Enfin, je considère que cette proposition est particulièrement choquante en ce qu'elle laisse penser que les enseignants ne font pas suffisamment pour conduire leurs élèves sur le chemin de la réussite. Plus grave, elle suggère que l'introduction de la notion de résultats scolaires des élèves dans la notation des enseignants serait indispensable pour les motiver dans leur mission. Elle induit que leur conscience professionnelle est perfectible, que leur engagement dans leur enseignement n'est pas total, que l'attention qu'ils portent à la réussite de leurs élèves est insuffisante et mérite d'être améliorée, au point d'instituer une notation à la performance.
Je veux le dire avec force, je ressens cette proposition comme une véritable déclaration de guerre aux enseignants.
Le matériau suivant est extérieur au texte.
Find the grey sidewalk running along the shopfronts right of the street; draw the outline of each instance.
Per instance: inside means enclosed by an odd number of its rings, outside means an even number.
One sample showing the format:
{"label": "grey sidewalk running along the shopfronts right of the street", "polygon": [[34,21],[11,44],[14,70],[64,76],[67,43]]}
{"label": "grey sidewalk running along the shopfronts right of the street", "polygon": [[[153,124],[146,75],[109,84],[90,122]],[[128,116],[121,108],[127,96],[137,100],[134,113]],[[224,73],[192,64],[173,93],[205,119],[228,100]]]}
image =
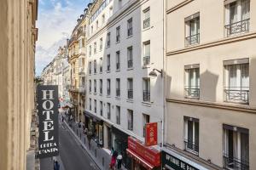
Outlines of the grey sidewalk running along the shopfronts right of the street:
{"label": "grey sidewalk running along the shopfronts right of the street", "polygon": [[[96,165],[102,170],[109,169],[109,163],[111,161],[110,151],[97,146],[93,139],[90,140],[89,145],[87,136],[83,133],[83,128],[79,128],[76,122],[72,122],[71,127],[66,121],[64,121],[64,123],[73,133],[75,138],[78,139],[79,143],[83,149],[87,151],[91,159],[96,162]],[[125,170],[125,167],[122,167],[121,169]]]}

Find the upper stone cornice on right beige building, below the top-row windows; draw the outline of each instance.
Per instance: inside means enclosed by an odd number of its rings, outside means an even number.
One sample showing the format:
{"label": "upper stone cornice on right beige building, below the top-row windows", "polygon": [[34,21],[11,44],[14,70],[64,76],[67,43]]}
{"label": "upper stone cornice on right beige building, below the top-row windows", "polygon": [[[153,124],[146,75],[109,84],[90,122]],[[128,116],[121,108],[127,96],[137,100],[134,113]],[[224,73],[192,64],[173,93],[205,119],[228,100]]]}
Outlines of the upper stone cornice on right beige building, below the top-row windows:
{"label": "upper stone cornice on right beige building, below the top-row windows", "polygon": [[175,55],[175,54],[183,54],[183,53],[195,51],[195,50],[202,49],[202,48],[212,48],[215,46],[224,45],[224,44],[228,44],[228,43],[232,43],[232,42],[241,42],[241,41],[245,41],[245,40],[253,39],[253,38],[256,38],[256,31],[245,33],[245,34],[242,34],[242,35],[239,35],[236,37],[225,37],[225,38],[222,38],[217,41],[201,43],[201,44],[191,46],[188,48],[173,50],[173,51],[167,52],[166,56],[171,56],[171,55]]}

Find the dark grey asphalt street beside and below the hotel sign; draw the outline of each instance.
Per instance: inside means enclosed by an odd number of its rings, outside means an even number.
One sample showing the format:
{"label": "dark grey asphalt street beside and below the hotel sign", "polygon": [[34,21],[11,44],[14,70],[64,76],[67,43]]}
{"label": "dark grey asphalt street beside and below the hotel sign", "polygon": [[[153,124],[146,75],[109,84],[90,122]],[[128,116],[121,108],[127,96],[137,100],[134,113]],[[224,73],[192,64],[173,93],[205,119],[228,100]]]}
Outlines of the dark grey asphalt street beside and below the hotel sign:
{"label": "dark grey asphalt street beside and below the hotel sign", "polygon": [[[60,156],[61,156],[61,170],[97,170],[94,161],[81,147],[79,142],[74,138],[73,134],[68,130],[65,123],[59,124],[60,135]],[[49,158],[41,160],[42,170],[53,169],[53,163]]]}

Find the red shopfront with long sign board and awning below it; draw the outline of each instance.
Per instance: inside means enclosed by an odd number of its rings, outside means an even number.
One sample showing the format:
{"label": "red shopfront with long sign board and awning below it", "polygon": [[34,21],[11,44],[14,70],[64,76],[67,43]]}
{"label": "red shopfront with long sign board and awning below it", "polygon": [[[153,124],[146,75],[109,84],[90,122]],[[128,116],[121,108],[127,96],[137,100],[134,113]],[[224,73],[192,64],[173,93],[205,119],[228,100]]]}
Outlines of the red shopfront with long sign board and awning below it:
{"label": "red shopfront with long sign board and awning below it", "polygon": [[128,137],[126,153],[131,157],[132,170],[160,169],[160,150],[156,150],[152,146],[146,146],[131,136]]}

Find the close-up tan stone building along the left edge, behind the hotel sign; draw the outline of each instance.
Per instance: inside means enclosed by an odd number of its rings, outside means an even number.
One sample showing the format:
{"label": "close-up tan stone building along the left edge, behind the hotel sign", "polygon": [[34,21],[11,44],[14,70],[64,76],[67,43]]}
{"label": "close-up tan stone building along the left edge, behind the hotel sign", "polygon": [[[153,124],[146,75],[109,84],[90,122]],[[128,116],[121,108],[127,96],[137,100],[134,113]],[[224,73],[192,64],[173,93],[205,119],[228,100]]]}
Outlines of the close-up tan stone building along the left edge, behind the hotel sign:
{"label": "close-up tan stone building along the left edge, behind the hotel sign", "polygon": [[38,0],[1,1],[0,169],[3,170],[28,168],[26,155],[37,147],[35,133],[31,132],[35,130],[32,119],[37,17]]}

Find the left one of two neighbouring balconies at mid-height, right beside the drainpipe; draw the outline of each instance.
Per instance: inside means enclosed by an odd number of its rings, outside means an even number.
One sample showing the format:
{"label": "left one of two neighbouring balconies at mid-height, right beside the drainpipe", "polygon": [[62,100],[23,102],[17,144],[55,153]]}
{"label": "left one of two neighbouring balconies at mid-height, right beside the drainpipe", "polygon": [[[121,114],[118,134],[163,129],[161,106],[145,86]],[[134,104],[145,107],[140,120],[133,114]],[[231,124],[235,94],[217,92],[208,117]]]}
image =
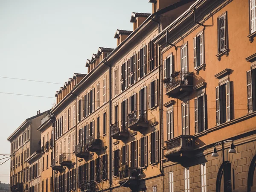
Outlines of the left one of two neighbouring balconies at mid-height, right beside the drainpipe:
{"label": "left one of two neighbouring balconies at mid-height, right beside the drainpipe", "polygon": [[128,128],[124,121],[119,121],[111,126],[111,137],[116,140],[129,137]]}

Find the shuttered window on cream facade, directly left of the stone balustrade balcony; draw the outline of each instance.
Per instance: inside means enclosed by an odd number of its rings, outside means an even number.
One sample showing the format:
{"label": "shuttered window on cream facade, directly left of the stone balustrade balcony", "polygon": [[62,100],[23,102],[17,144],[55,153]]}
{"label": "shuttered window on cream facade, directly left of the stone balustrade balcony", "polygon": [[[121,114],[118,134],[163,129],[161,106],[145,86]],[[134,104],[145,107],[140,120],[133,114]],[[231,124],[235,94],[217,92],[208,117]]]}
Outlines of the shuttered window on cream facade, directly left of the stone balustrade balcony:
{"label": "shuttered window on cream facade, directly left of the stone balustrade balcony", "polygon": [[150,158],[150,164],[158,163],[159,157],[159,140],[158,140],[158,133],[159,131],[155,131],[151,133],[149,137],[149,158]]}

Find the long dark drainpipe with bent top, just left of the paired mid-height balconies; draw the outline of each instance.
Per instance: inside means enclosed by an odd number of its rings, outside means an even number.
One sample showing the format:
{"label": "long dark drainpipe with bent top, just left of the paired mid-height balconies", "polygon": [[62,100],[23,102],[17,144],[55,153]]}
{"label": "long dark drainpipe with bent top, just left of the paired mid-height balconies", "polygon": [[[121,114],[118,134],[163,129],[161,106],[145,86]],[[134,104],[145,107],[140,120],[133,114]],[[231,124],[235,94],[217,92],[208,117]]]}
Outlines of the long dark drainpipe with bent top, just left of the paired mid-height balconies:
{"label": "long dark drainpipe with bent top, just left of the paired mid-height balconies", "polygon": [[[111,113],[111,109],[112,109],[112,84],[111,84],[111,65],[107,63],[107,59],[104,58],[103,60],[103,64],[107,65],[109,67],[109,125],[111,125],[112,123],[112,113]],[[109,127],[109,186],[110,186],[110,192],[112,192],[112,137],[110,134],[110,127]]]}

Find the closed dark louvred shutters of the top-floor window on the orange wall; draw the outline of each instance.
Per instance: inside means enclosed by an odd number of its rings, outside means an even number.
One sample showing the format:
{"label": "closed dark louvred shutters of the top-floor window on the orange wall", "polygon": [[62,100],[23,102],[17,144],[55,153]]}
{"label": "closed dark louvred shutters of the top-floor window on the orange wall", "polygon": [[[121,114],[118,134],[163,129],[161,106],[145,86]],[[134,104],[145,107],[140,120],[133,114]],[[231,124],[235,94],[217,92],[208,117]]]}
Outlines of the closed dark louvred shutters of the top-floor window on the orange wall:
{"label": "closed dark louvred shutters of the top-floor window on the orange wall", "polygon": [[227,49],[227,34],[226,34],[226,15],[218,18],[218,29],[219,29],[219,52]]}

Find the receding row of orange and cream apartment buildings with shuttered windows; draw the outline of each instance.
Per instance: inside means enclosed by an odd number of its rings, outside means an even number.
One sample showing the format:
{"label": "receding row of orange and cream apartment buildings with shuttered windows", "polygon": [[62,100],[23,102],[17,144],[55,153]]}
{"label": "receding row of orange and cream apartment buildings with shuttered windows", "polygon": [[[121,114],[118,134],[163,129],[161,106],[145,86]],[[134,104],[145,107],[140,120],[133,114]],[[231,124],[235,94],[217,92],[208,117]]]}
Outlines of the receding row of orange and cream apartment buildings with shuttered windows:
{"label": "receding row of orange and cream apartment buildings with shuttered windows", "polygon": [[8,138],[13,192],[256,191],[256,0],[149,2]]}

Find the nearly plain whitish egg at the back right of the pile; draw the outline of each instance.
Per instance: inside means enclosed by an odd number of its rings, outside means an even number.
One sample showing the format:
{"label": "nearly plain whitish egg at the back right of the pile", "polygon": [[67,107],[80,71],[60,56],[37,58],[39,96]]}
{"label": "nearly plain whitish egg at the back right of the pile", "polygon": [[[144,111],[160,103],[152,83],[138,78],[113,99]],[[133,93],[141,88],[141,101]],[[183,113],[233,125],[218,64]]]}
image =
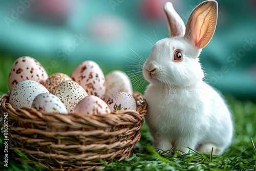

Certes, vous vous en défendez, mais il faut tout de même avoir une certaine dose de mépris à l'égard des enseignants pour imaginer que leur engagement auprès des élèves pour les conduire sur le difficile chemin du savoir, de l'acquisition de connaissances et de compétences, c'est-à-dire sur le chemin aussi incertain de la réussite, puisse dépendre une seule seconde d'une éventuelle perspective d'amélioration de leur propre notation.
Franchement, mes chers collègues, nos enseignants, dont le dévouement, les compétences et l'attachement à leur mission constituent l'un des principaux atouts de notre système d'éducation, méritent mieux que cette stigmatisation.